XHTML and microformats revisited
June 3rd, 2007
Since my previous post on microformats, I have decided that my opinion in this matter needs more evidence.
While I could collect all following information before writing the post, I didn’t have enough motivation to do the research.
But now, after writing it, I have my self-esteem as a motivation.
Ok, so I proposed using (namespaced) custom tags instead of overloading existing ones.
Now let’s go scientific and see what questions this solution may rise.
- Do modern browsers support CSS styling for unknown tags in HTML documents?
- Can these tags be added to document without breaking standard compliance (validity)?
- What possible problems can arise from using non-standard tags in modern browsers?
- …
For practical purposes, these can be converted into two main questions
- Should custom tags work?
- Do custom tags work in modern browsers?
And the answers are:
- By default, no.
- Not perfectly, but yes.
Now let’s discuss it in detail.
To understand the first answer is to understand what exactly is HTML, what is XML and what is XHTML.

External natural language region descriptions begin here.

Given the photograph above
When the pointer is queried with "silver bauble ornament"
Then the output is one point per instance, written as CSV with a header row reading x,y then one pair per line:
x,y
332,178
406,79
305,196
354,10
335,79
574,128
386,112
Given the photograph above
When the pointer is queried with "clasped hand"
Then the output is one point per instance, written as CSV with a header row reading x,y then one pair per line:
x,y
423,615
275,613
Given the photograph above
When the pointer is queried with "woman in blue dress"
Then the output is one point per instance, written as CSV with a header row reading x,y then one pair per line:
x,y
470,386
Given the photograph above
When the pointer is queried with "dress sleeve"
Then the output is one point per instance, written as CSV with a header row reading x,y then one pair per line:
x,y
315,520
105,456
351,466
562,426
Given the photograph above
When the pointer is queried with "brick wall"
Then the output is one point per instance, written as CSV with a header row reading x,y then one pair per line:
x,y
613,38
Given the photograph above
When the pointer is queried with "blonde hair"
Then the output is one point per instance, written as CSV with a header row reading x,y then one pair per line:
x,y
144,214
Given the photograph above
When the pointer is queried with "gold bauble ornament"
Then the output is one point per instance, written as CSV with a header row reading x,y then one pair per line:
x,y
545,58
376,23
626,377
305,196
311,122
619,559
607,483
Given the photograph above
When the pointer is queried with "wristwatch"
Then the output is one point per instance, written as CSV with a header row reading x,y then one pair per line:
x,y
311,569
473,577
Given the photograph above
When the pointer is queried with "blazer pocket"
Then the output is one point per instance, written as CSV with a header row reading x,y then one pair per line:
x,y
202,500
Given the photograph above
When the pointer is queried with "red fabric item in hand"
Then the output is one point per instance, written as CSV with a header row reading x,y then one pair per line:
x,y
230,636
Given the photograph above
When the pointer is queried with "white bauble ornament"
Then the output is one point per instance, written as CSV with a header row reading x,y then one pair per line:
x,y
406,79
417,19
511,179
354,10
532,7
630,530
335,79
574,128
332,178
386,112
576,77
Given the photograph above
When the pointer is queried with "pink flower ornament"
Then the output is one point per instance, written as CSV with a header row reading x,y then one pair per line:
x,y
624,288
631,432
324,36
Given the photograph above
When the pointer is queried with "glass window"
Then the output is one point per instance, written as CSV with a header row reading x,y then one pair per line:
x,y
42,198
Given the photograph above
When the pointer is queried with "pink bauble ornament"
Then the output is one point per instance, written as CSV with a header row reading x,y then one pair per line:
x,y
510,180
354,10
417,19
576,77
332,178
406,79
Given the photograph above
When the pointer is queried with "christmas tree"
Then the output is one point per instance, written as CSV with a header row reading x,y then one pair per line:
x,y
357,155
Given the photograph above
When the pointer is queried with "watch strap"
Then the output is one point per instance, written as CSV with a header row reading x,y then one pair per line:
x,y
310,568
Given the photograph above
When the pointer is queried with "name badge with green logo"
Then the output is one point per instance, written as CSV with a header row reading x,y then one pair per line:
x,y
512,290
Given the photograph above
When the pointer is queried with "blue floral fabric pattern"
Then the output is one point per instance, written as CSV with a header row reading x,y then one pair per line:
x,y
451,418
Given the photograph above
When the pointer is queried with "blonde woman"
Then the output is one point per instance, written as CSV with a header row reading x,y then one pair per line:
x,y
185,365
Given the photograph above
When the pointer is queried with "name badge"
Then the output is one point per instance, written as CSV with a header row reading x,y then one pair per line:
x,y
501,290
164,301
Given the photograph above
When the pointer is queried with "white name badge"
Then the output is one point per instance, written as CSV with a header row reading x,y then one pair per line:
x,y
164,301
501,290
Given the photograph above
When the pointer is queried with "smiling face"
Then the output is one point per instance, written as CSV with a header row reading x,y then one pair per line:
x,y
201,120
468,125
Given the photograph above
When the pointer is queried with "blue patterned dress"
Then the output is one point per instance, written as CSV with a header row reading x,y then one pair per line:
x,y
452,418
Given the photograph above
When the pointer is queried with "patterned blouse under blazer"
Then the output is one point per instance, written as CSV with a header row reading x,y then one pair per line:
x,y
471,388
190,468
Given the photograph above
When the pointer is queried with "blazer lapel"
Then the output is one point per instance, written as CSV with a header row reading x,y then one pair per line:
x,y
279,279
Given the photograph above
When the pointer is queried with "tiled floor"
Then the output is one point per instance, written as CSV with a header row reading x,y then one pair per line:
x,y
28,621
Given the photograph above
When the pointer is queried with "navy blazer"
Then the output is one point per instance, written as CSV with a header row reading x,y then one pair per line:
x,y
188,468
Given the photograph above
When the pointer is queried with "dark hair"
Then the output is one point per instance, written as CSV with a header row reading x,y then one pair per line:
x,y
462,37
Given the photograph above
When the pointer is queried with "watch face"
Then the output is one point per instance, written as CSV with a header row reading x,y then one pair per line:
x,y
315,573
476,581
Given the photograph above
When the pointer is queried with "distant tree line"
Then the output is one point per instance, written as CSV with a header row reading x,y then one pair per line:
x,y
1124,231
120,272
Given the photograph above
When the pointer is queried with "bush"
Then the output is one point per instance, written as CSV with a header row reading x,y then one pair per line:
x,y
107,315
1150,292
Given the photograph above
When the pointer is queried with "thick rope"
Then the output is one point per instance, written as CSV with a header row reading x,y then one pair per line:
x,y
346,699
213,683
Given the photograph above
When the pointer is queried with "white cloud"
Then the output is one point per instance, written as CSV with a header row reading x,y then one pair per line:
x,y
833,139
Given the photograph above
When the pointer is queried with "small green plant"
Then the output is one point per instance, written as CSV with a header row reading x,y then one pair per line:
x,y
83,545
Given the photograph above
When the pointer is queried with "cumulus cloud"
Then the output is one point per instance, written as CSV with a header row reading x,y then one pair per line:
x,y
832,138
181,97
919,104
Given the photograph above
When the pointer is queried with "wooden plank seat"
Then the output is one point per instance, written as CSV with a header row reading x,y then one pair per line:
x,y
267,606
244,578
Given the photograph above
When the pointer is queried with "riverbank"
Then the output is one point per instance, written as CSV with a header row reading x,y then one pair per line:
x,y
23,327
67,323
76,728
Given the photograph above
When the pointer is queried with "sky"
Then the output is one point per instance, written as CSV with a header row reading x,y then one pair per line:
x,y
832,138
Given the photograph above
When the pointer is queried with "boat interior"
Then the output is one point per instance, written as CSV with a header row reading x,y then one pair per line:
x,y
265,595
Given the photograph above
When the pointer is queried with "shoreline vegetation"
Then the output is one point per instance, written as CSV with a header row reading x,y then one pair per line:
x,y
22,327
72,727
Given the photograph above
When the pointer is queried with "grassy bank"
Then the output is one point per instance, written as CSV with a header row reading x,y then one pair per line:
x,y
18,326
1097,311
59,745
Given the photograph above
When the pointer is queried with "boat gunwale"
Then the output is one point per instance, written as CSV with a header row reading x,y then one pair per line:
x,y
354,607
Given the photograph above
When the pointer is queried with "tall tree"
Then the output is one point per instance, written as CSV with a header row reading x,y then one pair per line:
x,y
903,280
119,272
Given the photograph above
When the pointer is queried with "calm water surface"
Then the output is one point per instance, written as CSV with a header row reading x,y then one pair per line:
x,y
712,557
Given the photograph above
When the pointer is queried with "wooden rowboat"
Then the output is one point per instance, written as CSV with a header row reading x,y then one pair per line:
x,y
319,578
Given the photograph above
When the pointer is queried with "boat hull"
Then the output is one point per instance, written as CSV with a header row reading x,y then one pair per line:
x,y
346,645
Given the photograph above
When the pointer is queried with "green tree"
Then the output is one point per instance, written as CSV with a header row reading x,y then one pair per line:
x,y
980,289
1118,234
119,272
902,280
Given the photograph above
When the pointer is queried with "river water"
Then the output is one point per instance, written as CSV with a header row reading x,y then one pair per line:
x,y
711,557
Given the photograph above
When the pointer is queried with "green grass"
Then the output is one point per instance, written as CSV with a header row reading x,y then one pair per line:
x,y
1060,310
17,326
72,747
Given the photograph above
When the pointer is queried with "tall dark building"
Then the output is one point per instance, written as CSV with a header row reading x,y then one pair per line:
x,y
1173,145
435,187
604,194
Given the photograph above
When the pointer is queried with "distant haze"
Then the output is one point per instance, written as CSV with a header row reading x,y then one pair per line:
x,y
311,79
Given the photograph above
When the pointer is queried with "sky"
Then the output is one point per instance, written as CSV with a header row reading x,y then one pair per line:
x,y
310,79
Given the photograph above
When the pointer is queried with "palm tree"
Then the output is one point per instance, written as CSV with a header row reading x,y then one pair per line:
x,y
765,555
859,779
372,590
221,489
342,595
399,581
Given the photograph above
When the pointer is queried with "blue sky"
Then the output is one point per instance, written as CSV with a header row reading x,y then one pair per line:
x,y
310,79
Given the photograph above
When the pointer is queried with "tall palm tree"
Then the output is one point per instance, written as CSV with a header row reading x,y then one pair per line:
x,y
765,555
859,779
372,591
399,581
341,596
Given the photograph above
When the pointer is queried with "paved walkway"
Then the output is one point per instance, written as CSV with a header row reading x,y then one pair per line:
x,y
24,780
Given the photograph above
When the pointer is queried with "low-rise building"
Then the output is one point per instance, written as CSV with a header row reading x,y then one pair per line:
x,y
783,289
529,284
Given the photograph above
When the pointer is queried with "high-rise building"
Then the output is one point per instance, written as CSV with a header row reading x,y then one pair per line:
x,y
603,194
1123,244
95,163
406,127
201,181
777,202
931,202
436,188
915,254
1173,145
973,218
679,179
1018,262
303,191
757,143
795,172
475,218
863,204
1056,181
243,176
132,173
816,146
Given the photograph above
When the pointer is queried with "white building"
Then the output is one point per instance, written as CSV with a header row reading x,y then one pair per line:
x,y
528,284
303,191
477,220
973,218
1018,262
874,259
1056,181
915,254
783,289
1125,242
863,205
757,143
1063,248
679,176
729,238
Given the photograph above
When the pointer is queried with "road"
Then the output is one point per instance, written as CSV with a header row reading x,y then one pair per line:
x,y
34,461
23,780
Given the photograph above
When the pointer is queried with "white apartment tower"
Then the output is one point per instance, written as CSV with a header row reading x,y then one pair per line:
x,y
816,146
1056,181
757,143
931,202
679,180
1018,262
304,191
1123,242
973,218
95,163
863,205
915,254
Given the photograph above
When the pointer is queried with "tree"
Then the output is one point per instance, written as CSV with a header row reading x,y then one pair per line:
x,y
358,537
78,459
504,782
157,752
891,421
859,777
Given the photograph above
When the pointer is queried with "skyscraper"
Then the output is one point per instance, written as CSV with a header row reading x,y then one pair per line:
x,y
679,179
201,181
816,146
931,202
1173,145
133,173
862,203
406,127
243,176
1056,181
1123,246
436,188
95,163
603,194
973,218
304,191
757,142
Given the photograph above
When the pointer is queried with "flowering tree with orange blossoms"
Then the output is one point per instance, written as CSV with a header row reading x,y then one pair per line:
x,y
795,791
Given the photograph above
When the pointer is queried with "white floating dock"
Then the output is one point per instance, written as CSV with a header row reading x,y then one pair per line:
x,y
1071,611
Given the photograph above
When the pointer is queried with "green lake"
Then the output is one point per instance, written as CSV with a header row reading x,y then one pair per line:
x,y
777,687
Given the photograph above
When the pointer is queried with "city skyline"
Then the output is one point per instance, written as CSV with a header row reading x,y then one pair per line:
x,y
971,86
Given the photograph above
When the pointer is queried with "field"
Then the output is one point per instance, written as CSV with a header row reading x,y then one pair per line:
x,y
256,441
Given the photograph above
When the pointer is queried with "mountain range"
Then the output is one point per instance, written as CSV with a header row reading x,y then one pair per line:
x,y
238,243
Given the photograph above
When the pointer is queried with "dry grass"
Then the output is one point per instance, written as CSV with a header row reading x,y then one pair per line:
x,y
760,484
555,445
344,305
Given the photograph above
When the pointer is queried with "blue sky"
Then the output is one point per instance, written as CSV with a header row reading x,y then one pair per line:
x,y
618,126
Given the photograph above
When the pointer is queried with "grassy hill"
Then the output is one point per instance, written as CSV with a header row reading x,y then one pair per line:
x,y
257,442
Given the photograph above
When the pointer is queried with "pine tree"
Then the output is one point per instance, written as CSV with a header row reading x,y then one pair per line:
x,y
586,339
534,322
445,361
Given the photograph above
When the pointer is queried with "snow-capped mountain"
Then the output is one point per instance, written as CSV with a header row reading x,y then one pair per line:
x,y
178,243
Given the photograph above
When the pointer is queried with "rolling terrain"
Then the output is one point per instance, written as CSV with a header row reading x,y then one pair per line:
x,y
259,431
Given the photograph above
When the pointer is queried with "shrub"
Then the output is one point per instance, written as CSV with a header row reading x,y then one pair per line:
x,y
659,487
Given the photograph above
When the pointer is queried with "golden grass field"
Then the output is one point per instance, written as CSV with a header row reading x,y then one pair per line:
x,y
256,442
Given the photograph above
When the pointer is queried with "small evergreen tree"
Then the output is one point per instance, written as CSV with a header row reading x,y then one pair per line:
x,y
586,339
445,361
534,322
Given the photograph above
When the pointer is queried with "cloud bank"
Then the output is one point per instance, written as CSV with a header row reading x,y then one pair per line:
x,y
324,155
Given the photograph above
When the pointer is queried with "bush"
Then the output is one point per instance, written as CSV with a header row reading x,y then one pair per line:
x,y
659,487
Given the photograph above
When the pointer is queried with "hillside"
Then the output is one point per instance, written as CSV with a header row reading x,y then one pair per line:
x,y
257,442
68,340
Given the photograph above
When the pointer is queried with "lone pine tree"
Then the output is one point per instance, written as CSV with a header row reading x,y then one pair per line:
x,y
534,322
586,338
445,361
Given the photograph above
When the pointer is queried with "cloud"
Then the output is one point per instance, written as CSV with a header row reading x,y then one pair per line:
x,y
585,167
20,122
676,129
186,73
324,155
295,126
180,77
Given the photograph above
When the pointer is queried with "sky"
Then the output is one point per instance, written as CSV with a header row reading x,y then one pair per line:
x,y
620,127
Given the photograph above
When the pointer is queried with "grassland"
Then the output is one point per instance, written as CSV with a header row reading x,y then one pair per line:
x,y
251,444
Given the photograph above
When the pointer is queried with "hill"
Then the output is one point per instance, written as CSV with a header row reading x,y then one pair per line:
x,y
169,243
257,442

The most important (maybe obvious) point is: HTML is not a subset of XML and HTML is not compatible with XML.
HTML and XML are both a subsets of SGML, and SGML does not provide a way to mix different subsets within a single document.
So custom XML tags are not allowed in a HTML document.
While there are some solutions that allow arbitrary XML to be placed in a HTML document.
For example, Microsoft has XML Data Islands.
But they can be considered grammar hacks due to XML-HTML incompatibility.
Practically, however, HTML documents have to be viewed as “tag soup” by the browsers, so custom tags do not cause document rendering to fail.
So, if I am formally out of luck with HTML, what about XHTML?
For simplicity, one can view XHTML is a rewrite of HTML to follow XML rules.
So any custom tags should be allowed in XHTML if they are properly namespaced.
But there are a lot of problems with authoring XHTML.
While some of them are more like challenges (script/style syntax), one is extremely important.
The only way to tell modern browsers that that the document is XHTML is to serve it as application/xhtml+xml
(See this document for an excellent explanation).
And Internet Explorer doesn’t support XHTML at all — so it refuses to render application/xhtml+xml.
(It doesn’t mean IE can’t open XHTML. When XHTML document is sent as text/html, IE renders it with HTML engine).
So I was out of luck once again.
At that point I understood the reasoning of microformats.
Standard compliance is an important part of better Web, and there is no completely valid way to use custom tags.
But what is with the second question? It seems that actual situation is way better than one could suppose.
Firefox, IE7 and Opera 9 all could render the custom tags style correctly in the document served as text/html.
(To be really pedantic, I set DTD and xmlns to XHTML.
After all, even if text/html documents are never parsed as XHTML, MIME Type is a server setting, not document one.)
But IE7 has a one important characteristic — it does not render custom tag styles unless there is an xmlns for their namespace on html tag.
No other tag is sufficient.
What does it mean? It means that while one can make a document that is styled correctly in these IE7,
document part containing custom tags can not be reused without providing a namespace on the aggregating document.
But it not an extremely important point, since for aggreagation one does not actually control styles as well.
So, practically speaking, one can create a document that uses custom XML tags for the cost of formal document validity.
(The document can still be made formally valid by using custom DTD, but this will put IE and FF into quirks mode).
By the way, the challenge of adding custom tags to HTML was faced by MathML (mathematical markup language) community for years.
If you are interested, you can read these discussions:
- Cannot render MathML — netscape.public.mozilla.mathml (2001)
- MathML-in-HTML5 — mozilla.dev.tech.mathml (2006)
Personally, I still see microformats as a step in wrong direction.
While hCard provides HTML with a way to express the vCard semantics, I would prefer it to be just a HTML-compatible way, not the recommended one.
I see HTML as standard that needs support, but not popularized extensions.